Off to see Timberlake at the new-look Dome tonight? Make sure you don’t get the wrong venue. The Greenwich attraction isn’t the only O2 in town…
The O2, Greenwich Peninsula
Function: Entertainment venue, including stadium, 11-screen cinema and exhibition space. Includes Justin Timberlake.
Age: 7.5 years. Opened at the end of 1999 as the Millennium Dome, now recalled to life as the O2.

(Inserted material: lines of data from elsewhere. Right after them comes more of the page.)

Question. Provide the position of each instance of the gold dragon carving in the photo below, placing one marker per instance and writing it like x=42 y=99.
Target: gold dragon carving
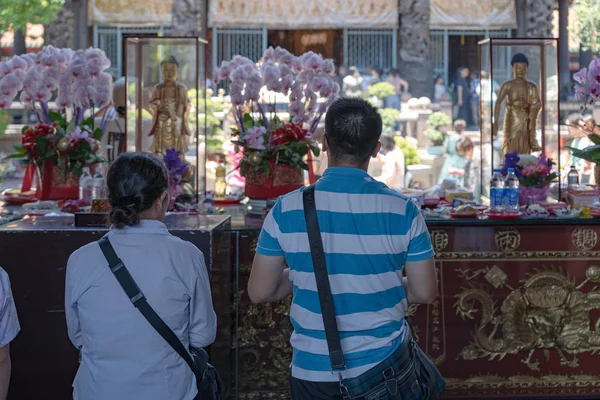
x=548 y=311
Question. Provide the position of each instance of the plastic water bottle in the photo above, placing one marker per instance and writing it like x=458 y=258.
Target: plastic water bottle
x=98 y=185
x=573 y=177
x=512 y=191
x=497 y=191
x=85 y=185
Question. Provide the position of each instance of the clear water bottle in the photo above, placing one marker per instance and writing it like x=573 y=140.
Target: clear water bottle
x=573 y=177
x=497 y=192
x=98 y=185
x=511 y=185
x=85 y=185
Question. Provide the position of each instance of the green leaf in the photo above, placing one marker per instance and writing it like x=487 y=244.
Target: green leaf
x=17 y=13
x=56 y=117
x=594 y=139
x=42 y=146
x=88 y=122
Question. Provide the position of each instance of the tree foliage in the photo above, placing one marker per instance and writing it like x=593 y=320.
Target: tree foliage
x=588 y=15
x=16 y=14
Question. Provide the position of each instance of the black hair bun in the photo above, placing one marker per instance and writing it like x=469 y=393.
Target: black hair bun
x=134 y=181
x=121 y=216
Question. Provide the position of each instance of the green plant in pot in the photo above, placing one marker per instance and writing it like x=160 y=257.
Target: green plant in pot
x=438 y=123
x=382 y=90
x=389 y=118
x=411 y=156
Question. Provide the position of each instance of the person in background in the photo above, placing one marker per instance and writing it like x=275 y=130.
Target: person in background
x=320 y=162
x=375 y=76
x=439 y=89
x=454 y=161
x=487 y=90
x=393 y=165
x=463 y=96
x=341 y=74
x=352 y=86
x=580 y=141
x=470 y=175
x=400 y=86
x=474 y=83
x=9 y=328
x=371 y=234
x=367 y=78
x=122 y=355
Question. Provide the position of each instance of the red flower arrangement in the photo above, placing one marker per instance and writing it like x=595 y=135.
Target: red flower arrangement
x=288 y=133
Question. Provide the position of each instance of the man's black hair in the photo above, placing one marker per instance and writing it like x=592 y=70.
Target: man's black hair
x=519 y=57
x=169 y=60
x=352 y=127
x=387 y=142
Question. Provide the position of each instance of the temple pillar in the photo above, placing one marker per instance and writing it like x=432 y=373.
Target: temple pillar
x=563 y=52
x=81 y=40
x=189 y=17
x=413 y=55
x=538 y=14
x=60 y=32
x=521 y=9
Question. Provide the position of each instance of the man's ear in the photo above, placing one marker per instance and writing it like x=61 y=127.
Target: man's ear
x=376 y=151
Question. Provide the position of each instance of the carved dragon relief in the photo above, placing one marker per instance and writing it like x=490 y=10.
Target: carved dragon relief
x=548 y=311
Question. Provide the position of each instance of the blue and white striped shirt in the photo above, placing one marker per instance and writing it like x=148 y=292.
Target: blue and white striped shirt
x=369 y=232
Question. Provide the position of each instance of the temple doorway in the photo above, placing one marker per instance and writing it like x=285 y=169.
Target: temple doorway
x=327 y=42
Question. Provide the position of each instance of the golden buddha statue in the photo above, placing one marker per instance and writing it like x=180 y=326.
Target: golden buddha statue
x=523 y=106
x=170 y=106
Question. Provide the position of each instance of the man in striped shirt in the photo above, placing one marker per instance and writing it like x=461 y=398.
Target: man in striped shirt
x=371 y=234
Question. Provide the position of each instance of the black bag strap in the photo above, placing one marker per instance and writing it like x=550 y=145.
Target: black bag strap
x=139 y=301
x=336 y=356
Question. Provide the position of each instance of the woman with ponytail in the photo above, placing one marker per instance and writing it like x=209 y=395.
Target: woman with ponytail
x=122 y=356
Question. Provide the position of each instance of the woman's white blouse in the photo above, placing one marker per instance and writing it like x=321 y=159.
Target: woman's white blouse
x=122 y=356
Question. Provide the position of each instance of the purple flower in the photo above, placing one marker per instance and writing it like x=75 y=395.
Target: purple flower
x=580 y=92
x=581 y=76
x=594 y=90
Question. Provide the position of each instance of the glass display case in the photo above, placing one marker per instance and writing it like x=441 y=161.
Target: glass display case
x=520 y=103
x=165 y=79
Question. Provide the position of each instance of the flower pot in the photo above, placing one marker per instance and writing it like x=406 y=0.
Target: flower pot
x=282 y=179
x=435 y=150
x=533 y=195
x=51 y=183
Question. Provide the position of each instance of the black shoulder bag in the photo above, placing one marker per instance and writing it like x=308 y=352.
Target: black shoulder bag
x=210 y=385
x=407 y=373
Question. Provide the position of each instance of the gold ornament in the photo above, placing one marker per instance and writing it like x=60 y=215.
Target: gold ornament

Capacity: 20,000 in the main arena.
Size: 365 m diameter and the largest single-roofed structure in the world.
Cost: £789 million, plus plenty of maintenance and development costs since.
Transport links: Ready access by Jubilee Line, several bus routes and the Blackwall Tunnel by car.
Neighbours: Antony Gormley’s Quantum Cloud, North Greenwich Tube.
Celebrity spotting: Stars such as the Rolling Stones and Prince will be a common fixture. Tutankhamun, that great early contemporary of the Stones, will also be making an appearance in November.
Bonus fact: That big hole in the side? It’s a ventilation shaft from the Blackwall Tunnel.
The O2 Centre, Finchley Road
Function: Retail and leisure complex. Includes Sainsburys, Habitat, 8-screen cinema, Books Etc.
Age: 9 years.
Capacity: several thousand shoppers, plus a bounty of tropical fish in the aquarium.
Size: About 400 m long if you include Homebase.
Cost: Who knows? But worth every penny for the fish tank. The terrapin, by the way, is called Aloysius.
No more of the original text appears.